Hadiseler insanları kuşkucu yaptı; ama bazı komploların olduğu inkâr edilemez

İslami Camianın komplo teorilerine yatkın olduğu görüşü var. Mesela 11 Eylül'ü Amerika'nın yaptırdığına dair bazı teoriler oldu. Başka komplo teorileri de var dünyayı algılama tarzı olarak...

Dünyada çok yaygın komplo teorileri var. Yapıyorlar da bunları. Ve dünyanın bir yanını kendi hesaplarına fethetmek için diğer yanını yakmaya hazır düşünceler de var. Bu düşüncelerine mesnet bulabilmek için belki toplumda paranoyalar uyarma düşünceleri de var. Korkutmalar da var. Ancak 11 Eylül'ü bu kategori içinde mütalaa eder miyiz, etmez miyiz, o mevzuda bir şey söyleyemeyeceğim. Fakat çok yaygın bir komplonun söz konusu olduğu her zaman üzerinde durulacak. Bütün dünyada aynı şey yapılıyor. Dolayısıyla bazı şeyler birkaç sene sonra o gün üzerinde yazılan çizilenden farklı olarak karşımıza çıktığında bu defa biz hepimiz öyle komplo teorilerine inanmaya başlıyoruz. İstanbul'da patlamalar oldu. Başka yerlerde de oldu. İster istemez insanlar diyorlar ki, acaba bu adamlar robotlaştırıldı da mı yapıldı bu iş? Yoksa birileri falan dünya ile filan dünyayı yan yana getirmek istediği için mi aynı mağduriyeti, aynı mazlumiyeti, aynı gadri, aynı terörü yaşıyoruz hep beraber? Gelin beraber olalım diye mi yapıldı? Çünkü emsali o kadar çok şey oluyor ki. İster istemez insan onlara da ihtimal veriyor. Hatta şimdilerde böyle açıktan açığa yazılıp çizilen her şeyin arkasında acaba bu böyle diyor da bunun arkasında ne var, mülahazası hemen insanın aklına geliyor.

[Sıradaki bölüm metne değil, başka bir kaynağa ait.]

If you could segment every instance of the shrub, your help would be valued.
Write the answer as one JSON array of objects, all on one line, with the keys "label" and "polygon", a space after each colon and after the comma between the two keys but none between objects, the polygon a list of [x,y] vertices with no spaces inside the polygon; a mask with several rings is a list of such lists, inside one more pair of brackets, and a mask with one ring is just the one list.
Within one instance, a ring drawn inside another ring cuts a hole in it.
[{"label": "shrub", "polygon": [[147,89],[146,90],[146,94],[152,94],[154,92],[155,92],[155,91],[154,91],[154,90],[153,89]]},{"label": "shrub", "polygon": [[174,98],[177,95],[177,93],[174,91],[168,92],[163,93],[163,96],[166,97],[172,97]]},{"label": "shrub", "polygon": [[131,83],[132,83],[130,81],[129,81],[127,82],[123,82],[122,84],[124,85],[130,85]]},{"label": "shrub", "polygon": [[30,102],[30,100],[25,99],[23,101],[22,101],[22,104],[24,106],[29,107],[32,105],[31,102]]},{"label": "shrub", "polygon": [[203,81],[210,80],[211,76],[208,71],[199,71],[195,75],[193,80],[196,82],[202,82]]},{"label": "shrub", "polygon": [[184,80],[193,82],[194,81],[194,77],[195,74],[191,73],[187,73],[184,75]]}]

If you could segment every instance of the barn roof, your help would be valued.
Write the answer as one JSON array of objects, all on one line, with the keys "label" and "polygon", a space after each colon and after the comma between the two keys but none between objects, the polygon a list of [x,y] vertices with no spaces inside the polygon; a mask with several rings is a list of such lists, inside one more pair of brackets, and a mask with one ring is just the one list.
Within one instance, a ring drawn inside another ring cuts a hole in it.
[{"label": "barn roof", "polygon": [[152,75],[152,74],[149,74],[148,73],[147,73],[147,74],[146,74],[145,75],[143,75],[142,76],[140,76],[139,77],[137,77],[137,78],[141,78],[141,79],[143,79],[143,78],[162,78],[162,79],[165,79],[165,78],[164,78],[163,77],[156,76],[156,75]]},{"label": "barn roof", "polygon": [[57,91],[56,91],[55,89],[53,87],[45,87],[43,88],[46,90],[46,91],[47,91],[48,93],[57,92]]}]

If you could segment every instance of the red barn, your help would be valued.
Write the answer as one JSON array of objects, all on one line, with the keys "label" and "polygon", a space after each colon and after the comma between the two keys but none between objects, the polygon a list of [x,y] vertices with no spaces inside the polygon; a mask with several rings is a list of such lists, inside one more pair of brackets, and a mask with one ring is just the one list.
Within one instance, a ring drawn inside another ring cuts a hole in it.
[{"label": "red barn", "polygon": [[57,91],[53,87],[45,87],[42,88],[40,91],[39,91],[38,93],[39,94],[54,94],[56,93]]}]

Biraz da dünyada cereyan eden hadiseler insanları kuşkulu hale getirdiler. Her şeye bir komplo nazarıyla bakma. Medyada da var böyle. Onlar da komplocu gibi onun yanında gösterilen insanlar da var. Yani meseleyi tam öyle kabul etmesek bile bütün bütün dünyada bir kısım komploların olduğunu inkar etmek de mümkün değil.

11 Eylül, teşvik ettiğiniz eğitim çalışmalarına, dünyadaki okullaşma hareketlerine olumsuz etkide bulundu mu?

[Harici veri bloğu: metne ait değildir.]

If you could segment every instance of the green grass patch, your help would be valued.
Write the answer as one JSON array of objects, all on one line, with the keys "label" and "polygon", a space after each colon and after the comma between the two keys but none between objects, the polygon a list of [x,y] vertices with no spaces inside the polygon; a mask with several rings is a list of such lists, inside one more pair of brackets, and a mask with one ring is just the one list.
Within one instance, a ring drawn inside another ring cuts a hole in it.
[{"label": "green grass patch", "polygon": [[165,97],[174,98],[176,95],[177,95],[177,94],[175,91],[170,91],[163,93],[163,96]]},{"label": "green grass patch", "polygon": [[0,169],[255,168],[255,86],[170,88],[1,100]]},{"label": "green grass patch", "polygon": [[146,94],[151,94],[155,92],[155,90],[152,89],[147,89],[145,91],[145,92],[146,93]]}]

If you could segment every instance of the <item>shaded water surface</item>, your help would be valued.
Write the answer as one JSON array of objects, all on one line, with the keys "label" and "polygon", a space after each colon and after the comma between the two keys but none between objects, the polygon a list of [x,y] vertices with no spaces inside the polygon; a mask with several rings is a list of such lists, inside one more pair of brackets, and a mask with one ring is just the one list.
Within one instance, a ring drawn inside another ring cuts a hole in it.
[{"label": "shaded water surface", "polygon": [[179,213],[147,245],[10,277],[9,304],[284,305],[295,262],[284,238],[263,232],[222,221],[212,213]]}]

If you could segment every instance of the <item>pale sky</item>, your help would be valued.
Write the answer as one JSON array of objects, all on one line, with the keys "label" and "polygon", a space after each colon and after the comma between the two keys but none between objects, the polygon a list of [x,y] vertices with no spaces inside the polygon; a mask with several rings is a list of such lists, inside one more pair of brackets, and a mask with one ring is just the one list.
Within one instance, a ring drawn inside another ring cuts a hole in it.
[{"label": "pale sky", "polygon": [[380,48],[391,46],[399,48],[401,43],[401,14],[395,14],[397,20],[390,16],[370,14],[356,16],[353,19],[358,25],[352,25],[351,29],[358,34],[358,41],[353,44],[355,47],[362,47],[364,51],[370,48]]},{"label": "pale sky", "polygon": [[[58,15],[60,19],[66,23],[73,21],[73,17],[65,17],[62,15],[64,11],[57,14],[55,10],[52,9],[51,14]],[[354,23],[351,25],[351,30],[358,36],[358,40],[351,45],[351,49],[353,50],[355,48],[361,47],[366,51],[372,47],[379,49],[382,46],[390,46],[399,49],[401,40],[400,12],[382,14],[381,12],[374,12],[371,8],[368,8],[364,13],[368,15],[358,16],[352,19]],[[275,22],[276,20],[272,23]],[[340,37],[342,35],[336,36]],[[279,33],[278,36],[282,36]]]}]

Çok yaygın bir şey olmadı. Belki bir iki yerde bazı kimselerden endişe duydular. Şimdiye kadar hiç öyle bir şeye maruz kalmadılar. Bir yerde bir iki insanı içeriye aldılar. Sonra da salıverdiler. Yanılmışız dediler. Onu da bizim insanımızın terbiyesine bağlıyorum. Arkadaşlarımızın terbiyelerine, namuslu çalışmalarına bağlıyorum. Gittikleri yerlerde o yerin halkıyla hemen diyaloğa geçmelerine bağlıyorum. İyi idare etmişler, diplomat gibi davranmışlar diyebilirim.

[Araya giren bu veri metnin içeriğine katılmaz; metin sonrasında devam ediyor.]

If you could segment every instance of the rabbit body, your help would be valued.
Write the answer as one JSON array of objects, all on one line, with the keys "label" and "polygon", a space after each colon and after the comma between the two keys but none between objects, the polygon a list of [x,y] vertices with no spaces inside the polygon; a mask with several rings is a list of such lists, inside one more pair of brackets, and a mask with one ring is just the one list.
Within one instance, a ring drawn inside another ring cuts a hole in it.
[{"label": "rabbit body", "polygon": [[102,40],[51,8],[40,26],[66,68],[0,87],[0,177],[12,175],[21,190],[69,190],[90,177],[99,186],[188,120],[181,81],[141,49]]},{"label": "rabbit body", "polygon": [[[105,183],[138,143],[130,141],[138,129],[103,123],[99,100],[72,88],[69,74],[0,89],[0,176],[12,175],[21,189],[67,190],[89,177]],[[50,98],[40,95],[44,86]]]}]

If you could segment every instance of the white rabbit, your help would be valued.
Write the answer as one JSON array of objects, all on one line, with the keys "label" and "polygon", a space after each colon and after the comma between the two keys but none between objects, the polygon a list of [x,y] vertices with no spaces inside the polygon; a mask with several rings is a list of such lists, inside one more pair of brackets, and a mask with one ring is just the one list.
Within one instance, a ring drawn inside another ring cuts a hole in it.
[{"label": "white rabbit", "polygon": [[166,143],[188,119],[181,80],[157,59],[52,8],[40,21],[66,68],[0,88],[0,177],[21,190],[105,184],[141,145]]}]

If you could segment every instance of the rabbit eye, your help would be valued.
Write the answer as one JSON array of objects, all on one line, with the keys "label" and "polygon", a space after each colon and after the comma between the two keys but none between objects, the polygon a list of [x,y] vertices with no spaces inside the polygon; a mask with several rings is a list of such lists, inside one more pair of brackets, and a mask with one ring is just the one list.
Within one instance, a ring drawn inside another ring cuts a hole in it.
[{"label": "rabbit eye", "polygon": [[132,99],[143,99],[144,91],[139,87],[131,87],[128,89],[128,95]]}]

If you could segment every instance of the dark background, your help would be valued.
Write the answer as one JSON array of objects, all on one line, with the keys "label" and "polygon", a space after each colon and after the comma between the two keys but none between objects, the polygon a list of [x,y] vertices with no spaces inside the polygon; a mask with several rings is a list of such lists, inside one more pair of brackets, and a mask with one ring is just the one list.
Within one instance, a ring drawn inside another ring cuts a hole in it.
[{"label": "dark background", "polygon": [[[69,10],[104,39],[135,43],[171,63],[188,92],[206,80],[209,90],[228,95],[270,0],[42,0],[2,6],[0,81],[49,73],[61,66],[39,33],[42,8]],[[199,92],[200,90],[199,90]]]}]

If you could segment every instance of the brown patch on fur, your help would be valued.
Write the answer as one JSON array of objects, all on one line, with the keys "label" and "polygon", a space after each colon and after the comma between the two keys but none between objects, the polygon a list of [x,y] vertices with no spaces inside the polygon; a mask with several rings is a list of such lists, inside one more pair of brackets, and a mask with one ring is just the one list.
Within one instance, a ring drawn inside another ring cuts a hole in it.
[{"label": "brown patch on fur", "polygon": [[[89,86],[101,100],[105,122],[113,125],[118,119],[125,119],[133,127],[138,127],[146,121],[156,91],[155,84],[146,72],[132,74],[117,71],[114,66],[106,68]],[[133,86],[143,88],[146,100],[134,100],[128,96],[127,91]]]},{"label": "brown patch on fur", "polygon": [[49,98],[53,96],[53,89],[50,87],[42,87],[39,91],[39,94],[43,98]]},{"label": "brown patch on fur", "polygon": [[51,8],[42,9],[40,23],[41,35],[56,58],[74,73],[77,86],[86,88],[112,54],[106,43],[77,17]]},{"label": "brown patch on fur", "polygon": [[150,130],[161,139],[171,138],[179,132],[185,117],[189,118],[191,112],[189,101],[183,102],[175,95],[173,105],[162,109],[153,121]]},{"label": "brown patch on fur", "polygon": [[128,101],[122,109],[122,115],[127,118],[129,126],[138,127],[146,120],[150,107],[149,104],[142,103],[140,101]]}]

Ama 11 Eylül'ün Amerika halkı üzerinde ciddi bir tesiri oldu. Bir endişe bir korku uyardı onlarda. Tedbir aldılar. Yeni bakanlık kurdular. Amerika'da ciddi bir baskı havası oluştu denebilir. Bunu hava meydanlarında da görüyorsunuz. Parmak izi alınıyor, resimler çekiliyor. Eskiden çok rahatlıkla insanlara ikamet verirken şimdi biraz zor veriyorlar. Fakat bizimle alakalı meselede hususiyle Türklerle alakalı çok fazla bir endişeye girmediler. Türkler de Müslüman. Aynı kategoride değerlendirilebilirlerdi. Ama bir Türkiye farklılığı oldu. Bundan biz de istifade ettik. Türkiye demokrat, laik bir ülke. Orada bu türlü şeyler olmaz. Dindarların yapabileceği terör olmaz gibi şeyler oldu. Arapların, Filistinlilerin, Ürdünlülerin, Suudların camilerini yakın takibe aldılar. Fakat Türklere karşı böyle bir şeyin olduğuna ihtimal vermiyorum. Hiç duymadım da.